この映画でも描かれるように、誰かとつながろうと思えば、いろんな手段がある昨今。広告を見てルームシェアで一緒に暮らすこと、とりあえずのセックス、出会い系アプリで誰か相手を探すこと。お金さえ払えば元ポルノスターがオンラインの画面越しにいいことしてくれる。でも本当に愛し合える相手とつながれるかは別問題。この映画は様々な人種の人々が暮らすパリ13区で、心からつながれる誰かと巡り合うまでの物語。

モノクロの映像がとても優しく感じられる。ウディ・アレンの「マンハッタン」と同様にスタイリッシュだが、それ以上に登場人物を見つめる僕らの視線を変えてくれる。登場するのは、台湾系のエミリー、アフリカ系のカミーユ、フランス人のノラ。キャスティングにあたり人種への配慮があったのかもしれないが、色彩を取り除いたことで人種偏見を緩和する意図があったのかもしれない。その分だけ男女が抱き合う場面ではコントラストがハッキリして、異なる個性が触れ合っているニュアンスが際立つ。果たしてこのつながりは、愛し合えるつながりになれるのだろうか。

エミリーと再び会いたいとカミーユが言い出すあたりから入り乱れる恋模様。でもついた離れたを繰り返すドロドロの恋愛ドラマを観る感覚じゃなく、愛を探す迷子の大人たちの気持ちの行方から目が離せない。元ポルノスターのアンジーとノラが次第に親しくなっていく様子に、こっちまで癒される気がする。

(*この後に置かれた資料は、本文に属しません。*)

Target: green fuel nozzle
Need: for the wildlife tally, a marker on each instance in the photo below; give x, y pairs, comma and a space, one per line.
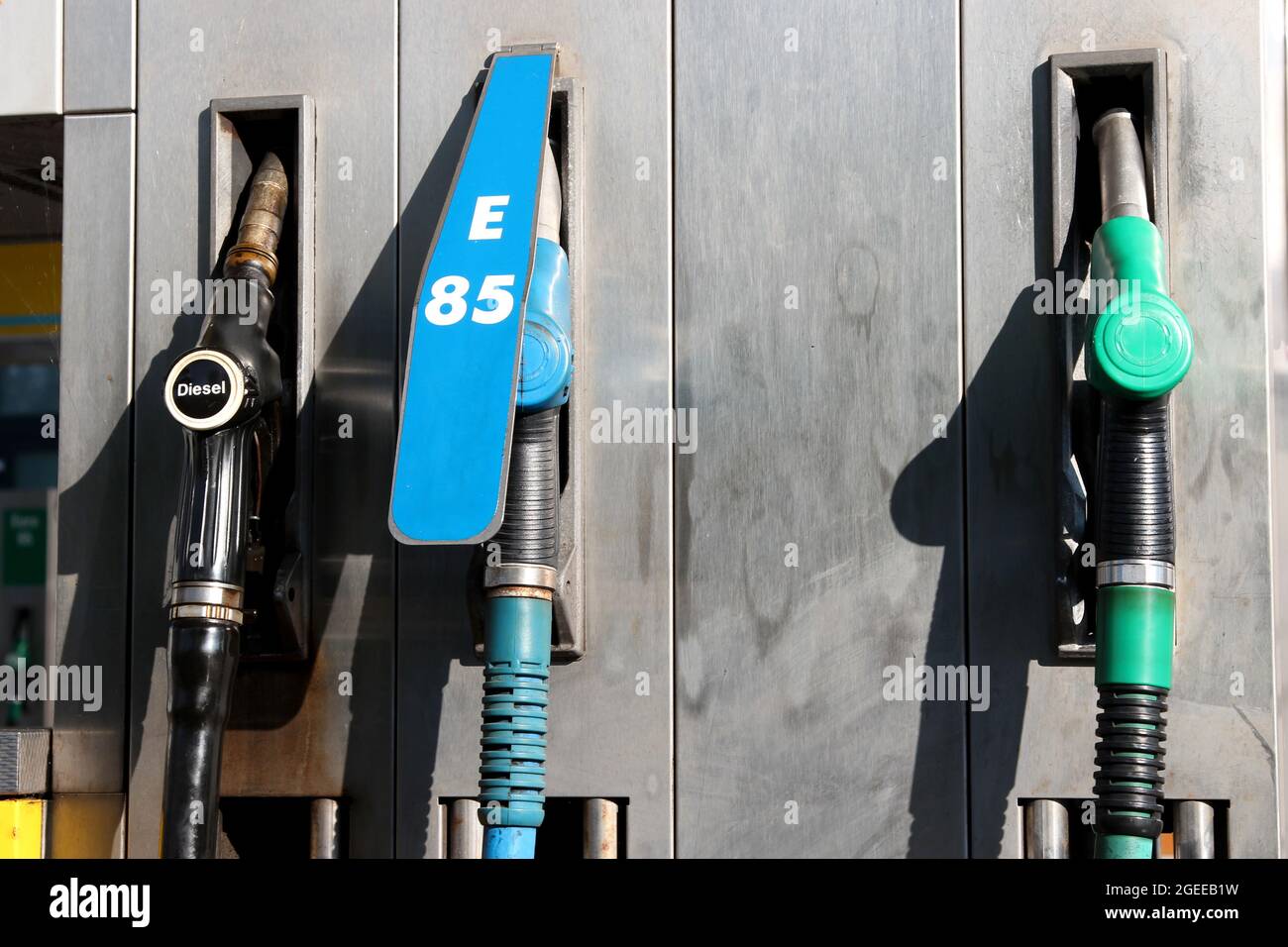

ラストは二つの場面で締めくくられる。インターフォン越しに告げられたひと言。
「聞こえない!もう一度言って!」
その後の表情。もう一つは逆光の中で横顔が重なる美しいシーン。ハリウッドのラブコメで感じる多幸感とは違う、じわーっとくる感覚。これが長く続く関係になりうるのかは別として、少なくとそれぞれが愛と呼べそうなものを見つけたのだ。

 ◇

U-NEXTの鑑賞履歴を見た配偶者。絶対にミニシアター系は観ない人。
👩🏻「どんなエロい映画観たのよ。」
この映画を観終えた僕が望んでいるのは、そんな声かけじゃないんだよなぁー😩。